After the event, I was driving home.  I called my mom to tell her how it went.  We were talking.  I was telling her things that I need to implement and change with my businesses.  Then I had an "Ah-Ha" moment.  Ever have those?  I mean, something so obvious and simple . . but you hadn't seen it right in front of you?
I've been struggling with motivation on the appraisal businesses lately.  Like big time.  I'm just not caring much about deadlines, etc.  And that's really not good for businesses.  I've wished I felt bad about it, because I know I should . .. but I just have lost a lot of caring for customer satisfaction with my timeliness.
The most I'd figured out, before today, was that I was feeling the effects of the burn-out from last year.  Last year, I pushed hard . . . very hard.  But I did it on purpose to reach a goal.
And as I was talking to my mom, I went back to why I started this business.  It's never been about the money or the houses, ever.  I enjoy houses, so the industry fits.  And money, well it's necessary!  But I started this  business 12 years ago to be able to be at home with my babies.  That was my "why".  And that's a darn good "why".  We couldn't afford for me to be home and not work.  And I could not stand the thought of leaving my babies at daycare.  I had to come up with something to work from home.  I tried a few other things that weren't a good fit.  Then a nice lady gave me the suggestion of appraising houses.  And it clicked with me.
All the struggles, all the lack of sleep, all the stress was worth it; beyond worth it, because it kept me here with my kiddos.  Well my kiddos are growing up.  And it hadn't dawned on me that my "why" is changing.  I don't have to be available for them like I once was.  Don't get me wrong, I love that I can go on field trips and be around to pick up kiddos from school when they are sick.  
But day in, day out, they don't need me to be home and available 24 hours a day anymore.  This fall, I'll only have one child left in elementary school.  That is only one child left with field trips.  Only one child left bringing home weekly papers.  The other three won't need me for those things.  I won't get in to emotional stuff with this right now - but from the business point of view . . my "why" has changed.
Wow.
That's big.  I hadn't seen it before today.
The last 14 years of my life have been figuring out how to be here for my babies.  The last 12 years of my life have been doing that - being here, working from home around my family.  This business has served it's purpose well.  I will always be beyond grateful that God brought this in to my life!

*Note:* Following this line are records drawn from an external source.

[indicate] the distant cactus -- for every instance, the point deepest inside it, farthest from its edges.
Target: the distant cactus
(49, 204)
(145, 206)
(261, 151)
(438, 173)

To everything there is a season.  Now I have to change my "why".  The "why" for the brokerage is easy.  Seriously, easy.  I didn't have to start a brokerage.  My appraising business is very healthy.  The "why" of the brokerage is to do something that helps people.  Buying a house or selling a house are big things.  I have learned a lot about houses over the years.  And I want to help people with that.  I want to do something where I can feel that it matters more than a report on a house (although I know that report matters too).  I wanted to experience it first hand.  I love to see someone's eyes light up when they see "the house".  The one they've been dreaming about, that they can see themselves living in for many happy days.  And I wanted to be able to provide that chance to other agents who want to help people with that; while providing a chance for the agent to change their own lives with this work!
Finding a new "why" for appraising won't be too hard.  I have a few ideas that are logical.  But I'm taking some time on this.  I need it to speak to me like the last "why".  Honestly, nothing will speak to me quite like the last "why" . . . I mean . . taking care of my babies, nothing in the world can compete with that!!  But, I'll find a good next reason!
Tonight I am thankful for attending today's event.  Despite everything put in my path to hold me back, I went.  And I'm glad I did!  I have a lot of information before me; a lot of planning, a lot of learning, a lot of thinking, and a lot of implementing and/or working on things.  It's all to a good end!  This will be good!